Wednesday 17 September 2008

Sane or Insane

Well today is a first for many things, my first blog and the first time in ages I've come out of the Dr's smiling.

Well most people will be aware of the usual feeling of dread when awaiting your appointment.Mine usually are it's not important enough or I am not dying therefore shouldn't be here wasting peoples time.Today however I finally decided to get help to give up smoking.I have tried all other methods and rather than give up quitting I realised the best idea was to get professional help.

So in to the nurses office I trundle thinking I don't have an illness or smoke that many a day that the nurse will prescribe me a very expensive stop smoking tablet.The actual issue I hit wasn't what I was expecting.Yes I'd done my research ( I am a little anal when it comes to taking tablets I have to look them up in the BNF finding out what the side effects are and such ).I knew that there can be rather scary side effects to this medication but thought "Hey it'll be fine". The nurse was pretty happy with my explanation that I'd tried various nicotine replacement therapies i.e patches gum and the microtabs.What nobody ever tells you is that these things burn when you either chew or allow them to dissolve slowly under your tongue.No wonder people giving up smoking sometimes revert through using said aids my God you have to have a mouth of steel to use them.

So after my explaination of why I was invading her office to request help on my quest to become smoke free. she dropped the lovely question of "Have you ever been depressed and were you treated for it?" cue my mind reaching back to my research and it pulling out the great side effect of said drug can be depression infrequently leading to suicidal thoughts.

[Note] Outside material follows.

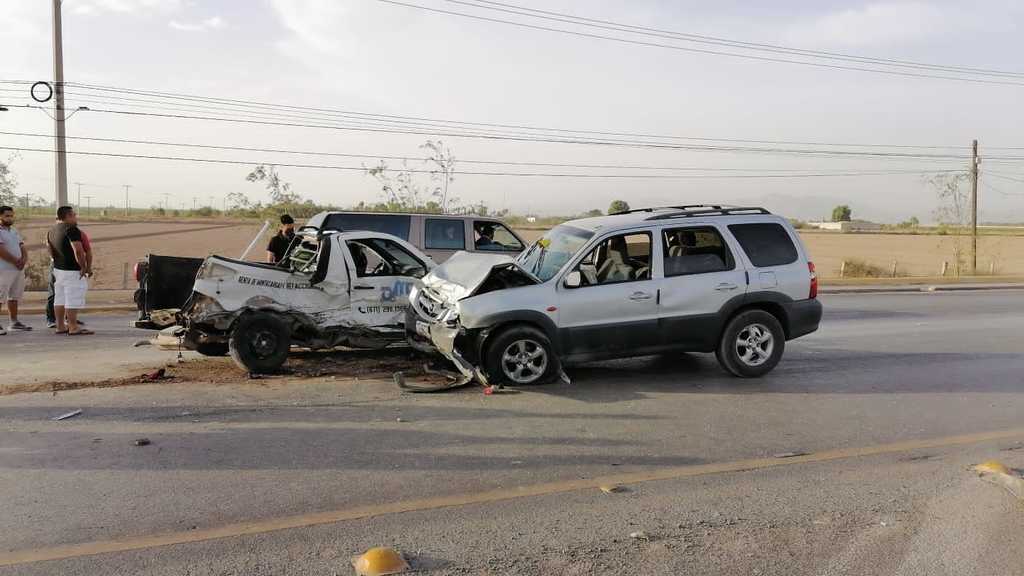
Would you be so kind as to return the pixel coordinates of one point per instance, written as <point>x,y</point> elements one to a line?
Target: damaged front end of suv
<point>458,306</point>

Ahh erm now then I could have lied through my teeth but didn't as I remembered she has my entire medical record sitting infront of her, so I grit my teeth and kindly explain that although yes I have previously had depression, it was circumstantial due to other issues that were at the time going on in my life and that although it wasn't all that long ago ( maybe about a year) I was never feeling suicidal and the issue has for all intents and purposes been dealt with. (maybe in time I will blog about the issue but I am not sure yet ).

So as you do I was sat watching her type in the computer the information that was relevant to my application to self medicate pills that will assist me to finally put the white sticks out once and for all.I notice her type something I have never been accused of "I feel that this is a very level headed lady". I've been called somethings in my life so far but until today I have never been informed that I have a head that you could probably balance something on.I'd assumed that I would drop in today and come out with my pills to help me but unfortunately no I've got to go through a lengthy shall we say interview as they need a lot of information, but hopefully after that I shall have my weapon against the nicotine.

I shall be posting here if i get it and will be doing anyway but hopefully doing so should some unwanted side effects arise I shall notice.